Subject: Re: Extension of fsync_range() to permit forcing disk cache flushing
To: Thor Lancelot Simon <tls@rek.tjls.com>
From: Manuel Bouyer <bouyer@antioche.eu.org>
List: tech-kern
Date: 12/17/2004 23:46:02
On Fri, Dec 17, 2004 at 05:06:15PM -0500, Thor Lancelot Simon wrote:
> [...]
> 
> You can run SCSI drives with WCE (write cache enable) turned off, and
> because they have efficient support for multiple outstanding tagged
> commands, they can get acceptable write performance (with carefully
> crafted applications and filesystems) *without* having to allow writes
> to be marked as "complete" without being committed to stable storage.

Of course my important servers use SCSI, and of course they have write-back
disabled :)

> 
> That is, with SCSI disks, you can get acceptable performance for streams
> of small writes without letting the drive lie about whether the data is
> in cache or on the disk.
> 
> With IDE disks, you don't have disconnect/reconnect, multiple outstanding
> tagged commands, or ordered tags to serve as write barriers.  Your *only
> option* to allow the drive firmware to handle multiple commands at once,
> potentially ganging them up for efficient long writes, or reordering them
> for lower average latency, is to turn on the write cache.  If you don't
> turn it on, you get performance like a SCSI disk without tagged queueing:
> dreadful, often even for long writes, if you can't respond fast enough to
> the completion of one command to get the next one there before you miss
> a platter rotation.
> 
> The situation is simply not comparable, because the design of IDE is so
> broken that you simply can't get acceptable write performance without
> allowing the drive to claim it's completed writes when it hasn't.  That
> is not the case for SCSI.

Note that newer IDE drives supports tagged queuing, even for PATA. But the
controller has to support it too, and a developer needs to have such a
controller in hands, with programming docs, to add support.
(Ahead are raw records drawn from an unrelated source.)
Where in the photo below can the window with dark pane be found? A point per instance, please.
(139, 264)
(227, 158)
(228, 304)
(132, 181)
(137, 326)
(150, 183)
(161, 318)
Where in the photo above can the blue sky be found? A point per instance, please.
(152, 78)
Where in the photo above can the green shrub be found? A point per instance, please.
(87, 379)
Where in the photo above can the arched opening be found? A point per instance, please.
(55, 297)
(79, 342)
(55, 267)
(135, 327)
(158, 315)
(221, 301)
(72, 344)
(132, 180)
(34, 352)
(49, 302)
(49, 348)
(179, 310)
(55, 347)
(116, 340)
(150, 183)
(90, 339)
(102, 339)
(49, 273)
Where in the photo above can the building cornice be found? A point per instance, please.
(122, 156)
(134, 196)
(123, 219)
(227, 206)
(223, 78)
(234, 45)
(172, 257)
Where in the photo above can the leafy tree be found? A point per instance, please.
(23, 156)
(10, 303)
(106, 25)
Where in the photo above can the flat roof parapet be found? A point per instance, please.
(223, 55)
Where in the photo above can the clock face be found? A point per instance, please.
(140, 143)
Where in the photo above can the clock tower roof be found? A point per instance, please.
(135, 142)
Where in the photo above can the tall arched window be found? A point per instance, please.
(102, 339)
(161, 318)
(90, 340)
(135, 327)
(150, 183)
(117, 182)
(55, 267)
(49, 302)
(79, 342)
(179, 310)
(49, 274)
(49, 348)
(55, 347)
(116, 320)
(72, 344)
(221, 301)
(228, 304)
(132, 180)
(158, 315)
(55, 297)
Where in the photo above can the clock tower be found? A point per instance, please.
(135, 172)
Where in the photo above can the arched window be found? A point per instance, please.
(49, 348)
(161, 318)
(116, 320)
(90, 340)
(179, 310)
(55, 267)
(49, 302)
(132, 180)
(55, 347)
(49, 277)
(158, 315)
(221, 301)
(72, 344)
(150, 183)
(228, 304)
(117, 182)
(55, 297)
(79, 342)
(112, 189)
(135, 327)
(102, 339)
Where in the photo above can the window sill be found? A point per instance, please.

The hard part
is getting the docs :(

> 
> With newer SATA disks, *if we supported tagged command queueing*, which
> we don't, and only with controllers that actually supported it, we could
> do the right thing here.  But for the time being, with the hardware that's

I have such a controller, but not the docs ...

-- 
Manuel Bouyer <bouyer@antioche.eu.org>
     NetBSD: 26 ans d'experience feront toujours la difference
--